Papież spotkał się z dziećmi chorymi na raka z wrocławskiego szpitala. Powiedział im ważne słowa
Dziś rano papież Franciszek przyjął na audiencji w Watykanie dzieci chore na raka z Kliniki Onkologii we Wrocławiu. - Jezus jest zawsze obok nas, aby dać nam nadzieję. Zawsze, nawet w czasie choroby, nawet w najbardziej bolesnych chwilach, nawet w najtrudniejszych momentach: Pan jest przy nas! – zapewnił Franciszek.
Papież podziękował dzieciom, ich rodzinom i lekarzom za wizytę. - Bardzo dziękuję i witam! – powiedział i dodał: "Jak powiedzieć 'dziękuję, witam' po polsku?. Cieszę się, że Was widzę i pozdrawiam”.
"Nigdy nie jesteście sami"
Franciszek zachęcił dzieci, aby byli Apostołami Bożej miłości. - Wasza droga przez życie jest nieco trudna, drogie dzieci, ponieważ musicie się leczyć, pokonywać chorobę lub żyć z chorobą: to nie jest łatwe. Wiele razy w życiu znajdujemy się w sytuacji, w której nie mamy siły, by iść dalej. Ale wy, nigdy nie jesteście sami! Jezus jest zawsze blisko, mówi do Was: "Idź, idź naprzód! Ja jestem z tobą. Wezmę Cię za rękę, tak jak wtedy, gdy byłeś dzieckiem uczącym się stawiać pierwsze kroki" – powiedział.

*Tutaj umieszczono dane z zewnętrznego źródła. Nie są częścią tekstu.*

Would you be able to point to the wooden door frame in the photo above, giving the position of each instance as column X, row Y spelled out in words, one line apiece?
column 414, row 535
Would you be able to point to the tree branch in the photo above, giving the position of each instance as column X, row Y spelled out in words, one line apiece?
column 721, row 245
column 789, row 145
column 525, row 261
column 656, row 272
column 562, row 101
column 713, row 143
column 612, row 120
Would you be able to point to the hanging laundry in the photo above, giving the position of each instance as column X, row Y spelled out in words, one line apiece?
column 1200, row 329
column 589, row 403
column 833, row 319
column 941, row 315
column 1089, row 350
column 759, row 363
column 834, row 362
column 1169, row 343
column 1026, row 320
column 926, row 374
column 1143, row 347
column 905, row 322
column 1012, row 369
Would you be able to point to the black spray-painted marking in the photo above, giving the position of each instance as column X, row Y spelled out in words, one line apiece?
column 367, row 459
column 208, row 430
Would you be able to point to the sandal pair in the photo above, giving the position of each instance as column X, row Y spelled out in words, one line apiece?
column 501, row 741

Papież zapewnił: "Jezus jest zawsze obok nas, aby dać nam nadzieję. Zawsze, nawet w czasie choroby, nawet w najbardziej bolesnych chwilach, nawet w najtrudniejszych momentach: Pan jest przy nas!" i dodał: "Także członkowie Waszych rodzin, Wasi lekarze, Wasi przyjaciele pomogą iść Wam naprzód. Pomyślcie o Waszej matce, która Was urodziła i o Waszym ojcu".

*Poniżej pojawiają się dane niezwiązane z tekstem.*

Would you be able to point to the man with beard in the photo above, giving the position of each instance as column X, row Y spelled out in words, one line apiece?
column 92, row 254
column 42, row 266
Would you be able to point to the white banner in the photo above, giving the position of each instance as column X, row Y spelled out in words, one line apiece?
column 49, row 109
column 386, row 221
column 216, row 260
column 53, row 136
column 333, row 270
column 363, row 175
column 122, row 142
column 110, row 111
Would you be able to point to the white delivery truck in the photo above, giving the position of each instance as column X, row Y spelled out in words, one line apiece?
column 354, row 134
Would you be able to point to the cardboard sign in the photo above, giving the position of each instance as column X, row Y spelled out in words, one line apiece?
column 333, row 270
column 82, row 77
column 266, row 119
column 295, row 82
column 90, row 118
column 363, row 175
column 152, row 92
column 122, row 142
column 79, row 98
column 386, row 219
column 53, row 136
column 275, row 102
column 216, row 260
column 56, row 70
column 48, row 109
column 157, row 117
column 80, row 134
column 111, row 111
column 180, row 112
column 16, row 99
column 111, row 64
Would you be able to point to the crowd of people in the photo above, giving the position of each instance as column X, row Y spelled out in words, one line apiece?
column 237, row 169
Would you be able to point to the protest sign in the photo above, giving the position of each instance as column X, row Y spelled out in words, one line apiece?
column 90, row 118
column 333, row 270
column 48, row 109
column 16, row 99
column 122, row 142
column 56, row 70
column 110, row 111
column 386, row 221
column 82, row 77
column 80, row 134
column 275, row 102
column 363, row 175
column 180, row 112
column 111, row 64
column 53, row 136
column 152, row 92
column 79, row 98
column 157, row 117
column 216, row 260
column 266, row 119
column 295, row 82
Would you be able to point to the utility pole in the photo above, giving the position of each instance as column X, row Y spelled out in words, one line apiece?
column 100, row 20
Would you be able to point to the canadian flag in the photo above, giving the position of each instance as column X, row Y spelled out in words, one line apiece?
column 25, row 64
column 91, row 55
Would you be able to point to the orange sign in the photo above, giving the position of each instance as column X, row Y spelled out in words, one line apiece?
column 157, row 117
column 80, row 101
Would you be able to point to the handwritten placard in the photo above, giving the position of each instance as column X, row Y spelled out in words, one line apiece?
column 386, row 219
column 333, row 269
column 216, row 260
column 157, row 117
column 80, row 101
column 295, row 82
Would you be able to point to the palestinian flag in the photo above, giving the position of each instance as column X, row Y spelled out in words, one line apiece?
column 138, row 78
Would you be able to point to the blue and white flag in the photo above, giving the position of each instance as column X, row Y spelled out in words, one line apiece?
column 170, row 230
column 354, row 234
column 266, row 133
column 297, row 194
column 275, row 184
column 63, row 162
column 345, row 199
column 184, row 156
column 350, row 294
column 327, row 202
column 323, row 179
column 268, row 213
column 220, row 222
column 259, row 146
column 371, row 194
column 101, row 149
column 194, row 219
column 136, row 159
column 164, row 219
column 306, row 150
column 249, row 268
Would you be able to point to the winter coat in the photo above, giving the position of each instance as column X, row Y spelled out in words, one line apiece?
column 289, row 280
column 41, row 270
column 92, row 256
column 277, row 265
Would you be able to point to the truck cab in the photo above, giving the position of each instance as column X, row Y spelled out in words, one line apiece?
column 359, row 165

"Bóg Was kocha, drogie dzieci!"
Franciszek podkreślił: "Bóg Was kocha, drogie dzieci! Jesteście kochani przez Boga! Jezus potrzebuje także Waszego świadectwa. Powierza Wam swoje plany i pyta: czy będziecie moimi Apostołami Bożej miłości? Odpowiedzcie 'tak' z entuzjazmem i nieście radość Bożej miłości innym".

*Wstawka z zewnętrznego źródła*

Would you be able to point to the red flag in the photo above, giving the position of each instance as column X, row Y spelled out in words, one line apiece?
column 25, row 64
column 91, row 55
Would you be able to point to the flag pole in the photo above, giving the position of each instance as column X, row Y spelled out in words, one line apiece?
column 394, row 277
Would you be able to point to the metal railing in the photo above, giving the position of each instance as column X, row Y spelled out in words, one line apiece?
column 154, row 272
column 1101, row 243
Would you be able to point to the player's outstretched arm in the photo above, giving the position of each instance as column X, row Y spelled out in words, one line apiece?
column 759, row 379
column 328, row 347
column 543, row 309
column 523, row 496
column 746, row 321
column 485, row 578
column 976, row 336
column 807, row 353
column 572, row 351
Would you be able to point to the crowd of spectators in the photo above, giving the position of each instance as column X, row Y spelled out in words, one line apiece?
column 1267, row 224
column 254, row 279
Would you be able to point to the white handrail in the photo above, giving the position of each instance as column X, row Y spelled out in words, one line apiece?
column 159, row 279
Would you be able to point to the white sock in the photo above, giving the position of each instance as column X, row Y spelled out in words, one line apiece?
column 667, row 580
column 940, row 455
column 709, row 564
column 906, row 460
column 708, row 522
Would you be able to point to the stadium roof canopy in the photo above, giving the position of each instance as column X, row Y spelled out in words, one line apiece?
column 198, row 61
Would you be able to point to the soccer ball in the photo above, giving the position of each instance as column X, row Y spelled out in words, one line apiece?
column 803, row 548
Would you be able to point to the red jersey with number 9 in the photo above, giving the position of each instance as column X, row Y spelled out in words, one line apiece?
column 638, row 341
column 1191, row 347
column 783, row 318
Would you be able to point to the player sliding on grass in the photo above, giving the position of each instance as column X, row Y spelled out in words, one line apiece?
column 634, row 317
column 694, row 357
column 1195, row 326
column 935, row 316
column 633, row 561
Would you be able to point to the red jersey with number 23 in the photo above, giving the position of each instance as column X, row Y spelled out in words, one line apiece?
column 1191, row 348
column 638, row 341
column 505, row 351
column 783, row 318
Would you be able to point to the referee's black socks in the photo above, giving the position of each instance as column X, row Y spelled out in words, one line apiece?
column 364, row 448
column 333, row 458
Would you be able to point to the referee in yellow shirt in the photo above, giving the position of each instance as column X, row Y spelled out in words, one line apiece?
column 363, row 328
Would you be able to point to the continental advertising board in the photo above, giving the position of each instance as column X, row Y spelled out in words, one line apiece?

Papież zwrócił uwagę, że "jeśli ktoś czuje się samotny i opuszczony, niech nie zapomina, że Matka Boża jest zawsze przy nas, zwłaszcza gdy odczuwamy ciężar choroby ze wszystkimi jej problemami". - Ona jest blisko, tak jak była blisko swego Syna Jezusa, gdy wszyscy Go opuścili. Maryja jest zawsze obok nas, ze swoją matczyną czułością. Często myślmy o Matce Bożej odmawiając Zdrowaś Maryjo – powiedział papież.
Na zakończenie pobłogosławił zgromadzonych i poprosił: "Nie zapomnijcie modlić się za mnie. Dziękuję!"